Tannahill may be tackling big themes but, more impressively, this cyberbullying play rarely feels like it’s self-consciously 'tackling big themes': this stuff naturally comes to the surface through dialogue that is at times cringingly comic in its small-talk banality and then, on a sixpence, turns viciously point-scoring.

Written when the Canadian playwright was only 23 and running at only 75 minutes, it is still a small play: the action is all talk, and all the talk takes place in one dining room (consciously tasteful in Zahra Mansouri’s naturalistic design). It could have been expanded, given more time to breathe and develop. But the dialogue is beautifully caught, and revelations are drip-fed with a sure hand. It also has a genuinely powerful ending that seems to tighten round the throat; if nothing else, that will ensure Tannahill (still in his 20s) is a name that sticks in the memory.

The story is well-served by the cast of Michael Yale’s production. Everyone is grasping for someone or something to blame, yet it’s never that simple – and these actors allow us to see their characters as both sinned against and sinning.

Todd Boyce and Lucy Robinson play the upper-class Michael and Debora, the bereaved parents; he’s a conservative politician, both smoothly oily and genuinely keen to pour oil on the troubled waters. But Boyce also effectively conveys how this smiling charisma is but a calm surface over a deep well of grief. Debora is a chic woman who puts on a magnificently cutting social front, but who is clearly ravaged by loss – and desperate to wound others. That she’s an artist who makes sculptures from steel is no coincidence: "steely" is the best adjective for her, and yet Robinson gives us the full blast of her pain too, preventing Debora from becoming too monstrous, even when she rounds cruelly on the teenage Curtis.

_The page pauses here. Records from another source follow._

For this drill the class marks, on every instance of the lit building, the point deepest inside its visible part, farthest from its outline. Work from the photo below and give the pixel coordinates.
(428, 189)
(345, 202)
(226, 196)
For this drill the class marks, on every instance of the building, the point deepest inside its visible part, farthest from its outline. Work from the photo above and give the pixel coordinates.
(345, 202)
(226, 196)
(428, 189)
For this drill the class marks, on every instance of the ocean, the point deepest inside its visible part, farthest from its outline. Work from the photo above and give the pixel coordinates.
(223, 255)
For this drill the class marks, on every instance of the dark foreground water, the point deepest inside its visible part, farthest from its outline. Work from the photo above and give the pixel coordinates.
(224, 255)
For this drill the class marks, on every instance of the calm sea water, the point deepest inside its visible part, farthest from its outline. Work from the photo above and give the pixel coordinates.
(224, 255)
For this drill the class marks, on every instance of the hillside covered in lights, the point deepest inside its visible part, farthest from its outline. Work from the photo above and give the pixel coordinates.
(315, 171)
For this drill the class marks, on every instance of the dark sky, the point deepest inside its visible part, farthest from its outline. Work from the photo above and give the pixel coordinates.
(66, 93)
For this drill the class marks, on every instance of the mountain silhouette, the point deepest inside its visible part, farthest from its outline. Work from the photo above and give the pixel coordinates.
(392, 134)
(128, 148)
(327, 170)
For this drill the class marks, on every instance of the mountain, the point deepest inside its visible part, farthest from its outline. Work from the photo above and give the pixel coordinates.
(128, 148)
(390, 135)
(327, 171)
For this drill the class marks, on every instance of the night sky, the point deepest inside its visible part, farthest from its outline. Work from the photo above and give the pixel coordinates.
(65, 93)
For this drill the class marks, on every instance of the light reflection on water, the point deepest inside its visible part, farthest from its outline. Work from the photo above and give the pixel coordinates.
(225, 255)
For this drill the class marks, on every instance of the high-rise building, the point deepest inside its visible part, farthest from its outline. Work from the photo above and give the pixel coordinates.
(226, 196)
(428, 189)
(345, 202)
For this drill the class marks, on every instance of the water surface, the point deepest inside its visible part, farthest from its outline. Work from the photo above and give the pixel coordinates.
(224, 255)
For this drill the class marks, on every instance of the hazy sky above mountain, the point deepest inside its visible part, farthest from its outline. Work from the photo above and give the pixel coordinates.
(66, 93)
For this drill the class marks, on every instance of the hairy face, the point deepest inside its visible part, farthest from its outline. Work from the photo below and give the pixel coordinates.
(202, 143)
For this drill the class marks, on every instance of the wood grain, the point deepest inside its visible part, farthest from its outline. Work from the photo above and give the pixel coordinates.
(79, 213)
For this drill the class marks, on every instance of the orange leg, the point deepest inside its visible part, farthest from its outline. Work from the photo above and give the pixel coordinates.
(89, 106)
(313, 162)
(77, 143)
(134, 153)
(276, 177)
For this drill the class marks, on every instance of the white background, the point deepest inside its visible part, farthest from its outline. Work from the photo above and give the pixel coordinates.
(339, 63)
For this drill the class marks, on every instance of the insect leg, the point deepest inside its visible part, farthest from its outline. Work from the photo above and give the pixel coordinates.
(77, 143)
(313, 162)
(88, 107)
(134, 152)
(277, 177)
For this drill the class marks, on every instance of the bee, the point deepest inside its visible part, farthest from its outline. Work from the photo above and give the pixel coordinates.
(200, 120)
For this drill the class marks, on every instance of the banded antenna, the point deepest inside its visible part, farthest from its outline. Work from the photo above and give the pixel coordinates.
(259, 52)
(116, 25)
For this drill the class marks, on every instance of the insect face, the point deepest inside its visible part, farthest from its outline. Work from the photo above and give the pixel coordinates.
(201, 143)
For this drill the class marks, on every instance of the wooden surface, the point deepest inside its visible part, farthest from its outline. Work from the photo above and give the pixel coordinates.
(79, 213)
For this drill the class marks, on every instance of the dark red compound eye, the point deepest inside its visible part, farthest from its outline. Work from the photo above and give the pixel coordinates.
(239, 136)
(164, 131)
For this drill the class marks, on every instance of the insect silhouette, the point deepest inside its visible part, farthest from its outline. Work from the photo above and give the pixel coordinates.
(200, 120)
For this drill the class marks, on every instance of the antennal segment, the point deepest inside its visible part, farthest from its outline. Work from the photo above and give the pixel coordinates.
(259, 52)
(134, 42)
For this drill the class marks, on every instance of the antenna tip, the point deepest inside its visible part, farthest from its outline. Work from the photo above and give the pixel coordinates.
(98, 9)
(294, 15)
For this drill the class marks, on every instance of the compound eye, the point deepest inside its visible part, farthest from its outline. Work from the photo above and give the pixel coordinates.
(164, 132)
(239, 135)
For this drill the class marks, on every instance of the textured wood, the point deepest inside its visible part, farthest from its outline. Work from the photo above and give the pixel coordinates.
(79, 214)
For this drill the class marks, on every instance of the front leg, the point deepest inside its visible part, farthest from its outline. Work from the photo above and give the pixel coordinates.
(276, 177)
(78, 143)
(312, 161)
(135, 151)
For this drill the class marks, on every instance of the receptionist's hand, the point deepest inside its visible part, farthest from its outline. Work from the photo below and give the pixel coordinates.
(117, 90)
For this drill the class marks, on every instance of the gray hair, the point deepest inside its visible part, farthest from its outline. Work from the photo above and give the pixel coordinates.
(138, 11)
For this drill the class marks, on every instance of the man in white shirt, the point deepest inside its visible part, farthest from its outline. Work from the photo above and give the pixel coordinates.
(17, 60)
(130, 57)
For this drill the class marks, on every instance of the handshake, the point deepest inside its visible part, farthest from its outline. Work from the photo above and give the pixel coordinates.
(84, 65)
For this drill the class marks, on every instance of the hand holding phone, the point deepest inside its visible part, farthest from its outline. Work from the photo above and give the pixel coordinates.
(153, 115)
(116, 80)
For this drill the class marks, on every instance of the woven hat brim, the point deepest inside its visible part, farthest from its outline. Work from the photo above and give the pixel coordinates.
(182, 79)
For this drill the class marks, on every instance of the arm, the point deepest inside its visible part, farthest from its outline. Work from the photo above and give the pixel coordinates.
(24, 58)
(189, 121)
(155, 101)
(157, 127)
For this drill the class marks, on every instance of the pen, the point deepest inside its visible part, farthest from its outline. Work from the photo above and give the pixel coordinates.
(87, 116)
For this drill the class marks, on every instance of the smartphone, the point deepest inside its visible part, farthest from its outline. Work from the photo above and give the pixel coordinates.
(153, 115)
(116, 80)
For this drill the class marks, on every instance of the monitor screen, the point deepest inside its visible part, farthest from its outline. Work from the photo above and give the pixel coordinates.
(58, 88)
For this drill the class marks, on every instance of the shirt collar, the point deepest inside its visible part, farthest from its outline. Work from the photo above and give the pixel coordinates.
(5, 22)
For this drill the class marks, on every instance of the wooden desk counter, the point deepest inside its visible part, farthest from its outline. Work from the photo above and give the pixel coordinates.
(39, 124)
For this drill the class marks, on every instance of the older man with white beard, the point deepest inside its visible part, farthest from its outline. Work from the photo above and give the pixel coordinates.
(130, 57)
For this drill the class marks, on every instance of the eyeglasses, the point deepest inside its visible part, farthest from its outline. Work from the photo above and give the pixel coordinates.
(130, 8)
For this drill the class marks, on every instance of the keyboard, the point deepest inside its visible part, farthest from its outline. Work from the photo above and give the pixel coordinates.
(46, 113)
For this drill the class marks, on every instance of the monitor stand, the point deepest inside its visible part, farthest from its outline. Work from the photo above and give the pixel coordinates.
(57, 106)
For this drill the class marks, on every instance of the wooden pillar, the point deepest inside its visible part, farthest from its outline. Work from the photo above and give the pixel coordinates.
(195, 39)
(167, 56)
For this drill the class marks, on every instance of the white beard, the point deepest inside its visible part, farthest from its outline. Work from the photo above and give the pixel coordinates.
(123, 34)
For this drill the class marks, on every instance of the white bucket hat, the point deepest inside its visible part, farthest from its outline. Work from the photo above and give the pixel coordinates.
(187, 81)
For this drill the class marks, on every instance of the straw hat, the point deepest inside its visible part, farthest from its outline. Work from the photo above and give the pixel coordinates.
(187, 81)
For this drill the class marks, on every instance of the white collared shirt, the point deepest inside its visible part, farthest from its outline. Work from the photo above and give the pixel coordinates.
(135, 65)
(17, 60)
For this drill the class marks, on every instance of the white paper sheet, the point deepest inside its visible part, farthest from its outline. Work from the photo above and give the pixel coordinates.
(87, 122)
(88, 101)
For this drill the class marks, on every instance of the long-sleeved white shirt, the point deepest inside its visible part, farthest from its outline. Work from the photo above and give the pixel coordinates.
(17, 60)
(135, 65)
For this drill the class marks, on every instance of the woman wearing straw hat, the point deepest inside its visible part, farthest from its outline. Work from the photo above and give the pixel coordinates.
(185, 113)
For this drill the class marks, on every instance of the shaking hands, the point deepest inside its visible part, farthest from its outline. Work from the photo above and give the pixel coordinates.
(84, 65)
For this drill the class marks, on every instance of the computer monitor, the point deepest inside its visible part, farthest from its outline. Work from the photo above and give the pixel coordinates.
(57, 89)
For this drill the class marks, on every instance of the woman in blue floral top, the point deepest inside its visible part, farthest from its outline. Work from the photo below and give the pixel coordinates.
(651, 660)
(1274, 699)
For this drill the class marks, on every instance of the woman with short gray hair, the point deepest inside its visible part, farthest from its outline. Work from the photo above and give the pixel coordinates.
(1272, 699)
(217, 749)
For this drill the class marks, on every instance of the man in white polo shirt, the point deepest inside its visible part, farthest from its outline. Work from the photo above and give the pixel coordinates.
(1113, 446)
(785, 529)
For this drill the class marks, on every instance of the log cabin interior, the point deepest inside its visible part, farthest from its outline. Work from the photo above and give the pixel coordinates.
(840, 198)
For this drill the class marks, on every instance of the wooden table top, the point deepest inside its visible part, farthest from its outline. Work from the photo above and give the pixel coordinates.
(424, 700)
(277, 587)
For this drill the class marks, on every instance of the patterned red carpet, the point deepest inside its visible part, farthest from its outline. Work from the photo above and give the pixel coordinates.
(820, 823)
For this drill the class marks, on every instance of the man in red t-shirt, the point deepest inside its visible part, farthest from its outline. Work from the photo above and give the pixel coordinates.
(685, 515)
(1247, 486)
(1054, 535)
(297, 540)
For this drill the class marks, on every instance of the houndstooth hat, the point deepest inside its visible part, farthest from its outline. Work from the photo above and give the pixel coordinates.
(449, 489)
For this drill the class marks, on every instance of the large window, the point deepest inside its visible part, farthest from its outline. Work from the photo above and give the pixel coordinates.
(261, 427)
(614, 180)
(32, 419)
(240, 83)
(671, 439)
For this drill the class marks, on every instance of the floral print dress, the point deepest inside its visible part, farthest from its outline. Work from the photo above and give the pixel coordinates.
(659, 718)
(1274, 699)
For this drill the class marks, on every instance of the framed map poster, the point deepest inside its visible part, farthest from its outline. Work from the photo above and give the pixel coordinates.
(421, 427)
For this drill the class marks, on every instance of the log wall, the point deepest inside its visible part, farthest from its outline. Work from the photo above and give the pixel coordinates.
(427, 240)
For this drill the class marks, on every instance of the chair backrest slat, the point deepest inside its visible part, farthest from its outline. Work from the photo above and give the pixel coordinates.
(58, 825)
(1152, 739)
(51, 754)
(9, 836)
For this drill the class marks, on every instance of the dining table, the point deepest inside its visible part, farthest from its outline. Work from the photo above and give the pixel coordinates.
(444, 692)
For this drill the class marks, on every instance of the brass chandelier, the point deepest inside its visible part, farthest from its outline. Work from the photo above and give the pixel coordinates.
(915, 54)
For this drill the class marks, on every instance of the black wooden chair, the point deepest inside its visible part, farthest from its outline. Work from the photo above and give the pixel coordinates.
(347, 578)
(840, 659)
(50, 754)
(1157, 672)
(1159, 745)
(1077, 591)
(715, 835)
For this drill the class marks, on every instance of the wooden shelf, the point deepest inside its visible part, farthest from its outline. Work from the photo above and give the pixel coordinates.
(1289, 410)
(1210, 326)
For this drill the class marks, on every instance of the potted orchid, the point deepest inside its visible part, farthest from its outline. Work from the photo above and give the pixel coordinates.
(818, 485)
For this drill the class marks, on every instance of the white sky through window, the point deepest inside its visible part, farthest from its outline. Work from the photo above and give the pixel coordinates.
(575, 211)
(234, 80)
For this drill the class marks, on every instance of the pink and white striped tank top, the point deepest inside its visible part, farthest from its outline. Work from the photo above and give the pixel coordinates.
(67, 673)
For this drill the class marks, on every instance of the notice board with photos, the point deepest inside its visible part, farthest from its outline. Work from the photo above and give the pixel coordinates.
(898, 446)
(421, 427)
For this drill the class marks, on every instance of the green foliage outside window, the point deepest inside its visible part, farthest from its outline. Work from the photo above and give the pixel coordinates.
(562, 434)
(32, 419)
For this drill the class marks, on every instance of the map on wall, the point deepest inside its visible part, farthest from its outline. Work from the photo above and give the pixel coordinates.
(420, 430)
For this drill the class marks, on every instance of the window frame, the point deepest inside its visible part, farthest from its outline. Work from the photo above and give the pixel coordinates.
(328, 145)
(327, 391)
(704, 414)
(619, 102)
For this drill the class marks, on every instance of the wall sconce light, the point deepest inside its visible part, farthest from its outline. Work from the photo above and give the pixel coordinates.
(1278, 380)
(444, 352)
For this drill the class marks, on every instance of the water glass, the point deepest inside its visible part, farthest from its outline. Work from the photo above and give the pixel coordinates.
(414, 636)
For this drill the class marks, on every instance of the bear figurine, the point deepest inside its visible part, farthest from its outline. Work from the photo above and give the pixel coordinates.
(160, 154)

David Leopold is marvellous in that role: glowering and monosyllabic, comically undermining the painful social niceties of the grown-ups. But if at first he seems unbelievably unbothered, insisting that the bullies were only trying to be funny, Tannahill actually gives him an arc that is very affecting. Alex Lowe convinces as Curtis’ regular Joe dad who thinks kids who don’t want to get bullied ought not to "flaunt" their gayness, while Lisa Stevenson is remarkable as his wife: her quavering voice and strange grips on first a glass of water, and then several of wine, vividly convey her nervousness at the chasm of taste, politics and world view between these couples, and at the horror of the social situation they’ve put themselves in.

A dinner-party from hell, then, but a show that serves up plenty of food for thought.

Late Company is at the Finborough untill 20 May.